Tapi lonjakan pembelian rumah baru hanya berlangsung sebentar. Sekarang, pembelian new house di US turun drastis hingga balik ke level low 2020.

Generally, building permit dianggap sebagai leading indicator untuk housing purchase ke depan. Data buiding permit juga menunjukan optimisme untuk membangun bangunan baru sudah kehilangan momentumnya.

Kenaikan unit purchase ini diiringi dengan kenaikan harga rumah di US. Rata-rata harga rumah naik setidaknya 35% hanya dalam 2 tahun.

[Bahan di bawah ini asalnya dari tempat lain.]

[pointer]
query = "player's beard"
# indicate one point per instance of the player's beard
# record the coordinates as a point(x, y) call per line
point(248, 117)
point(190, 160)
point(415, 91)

Semua data ini menunjukan kepada saya kalau masyrakat US sudah kehilangan purchasing power untuk membeli rumah baru yang jauh lebih mahal sejak QE massive selama pandemi dilakukan. Kenaikan Fed rates akan menambah pressure ke kondisi housing demand yang sudah collapse.
Saya tidak bisa melihat bagaimana business as today for WOOD bisa berlanjut. Lebih dari itu, bagaimana kalau seandainya US resesi (yang mana memiliki good historical record terjadi di fase monetary tightening)? Di sini, saya hanya tertarik mempertimbangkannya dalam konteks economic performance WOOD. Ini berarti saya mengesampingkan potensi risiko sistemik yang bisa ditrigger dari resesi US (seperti domino effect yang menyangkut massive debt crisis yang efeknya kemudian menjalar ke semua sektor).
A US Recession Scenario
Dalam skenario US recession, saya pikir kita bisa expect revenue dari export akan terkontraksi tajam. Kemungkinan balik ke level sebelum tahun 2020.

Di samping kontraksi revenue, saya asumsikan kalau shipping masih mahal. Dari indeks Baltic Dry, kita bisa melihat kalau shipping rates naik tajam sepanjang tahun 2021. Sekarang sudah turun, tapi masih tetap tinggi dibanding tahun-tahun sebelumnya.

Tingginya shipping rates ini menurunkan operating margin WOOD. Selagi benefit dari kenaikan harga lumber di market tidak bisa saya lihat di WOOD, tapi kenaikan shipping fees ini jelas dampaknya. Sebelum 2021, selling expense per revenue berkisar 5-6%. Sekarang sekitar 15%. That eats up a lot of margin. Jadi skenario ini cukup suram. US resesi dan shipping rates masih tetap tinggi seperti sekarang. Suram, tapi saya pikir memiliki probabilitas yang lebih tinggi dari skenario lainnya yang lebih baik.
Tapi skenario yang paling lebih mungkin terjadi, dalam pandangan saya adalah shipping fee akan turun karena harga oil turun (lihat: oil intermarket analysis). Tapi penurunannya unlikely signifikan di tahun ini karena normalisasi memerlukan waktu. Di sisi lain, kontraksi lebih lanjut di US housing bisa dengan cepat menempatkan EVA balik ke level pre-2021. Di skenario ini, WOOD value akan berada jauh di bawah net capital. Estimasi saya menunjukan di skenario ini WOOD rentan dinilai 415/share. Dari technical chart, ada potential strong support sekitar 450/share.

On the flipside, kalau seandainya US housing market recover, yang mana berarti tidak ada resesi. Mr. Market saat ini menaruh pandangan yang terlalu pesimistis di 565/share. Investor yang memiliki pandangan ini harus memiliki pandangan yang jelas mengapa recovery di US housing market bisa terjadi (dan perlu recovery signifikan dari level saat ini yang sudah terkontraksi signifikan ā lihat new housing purchase chart di atas).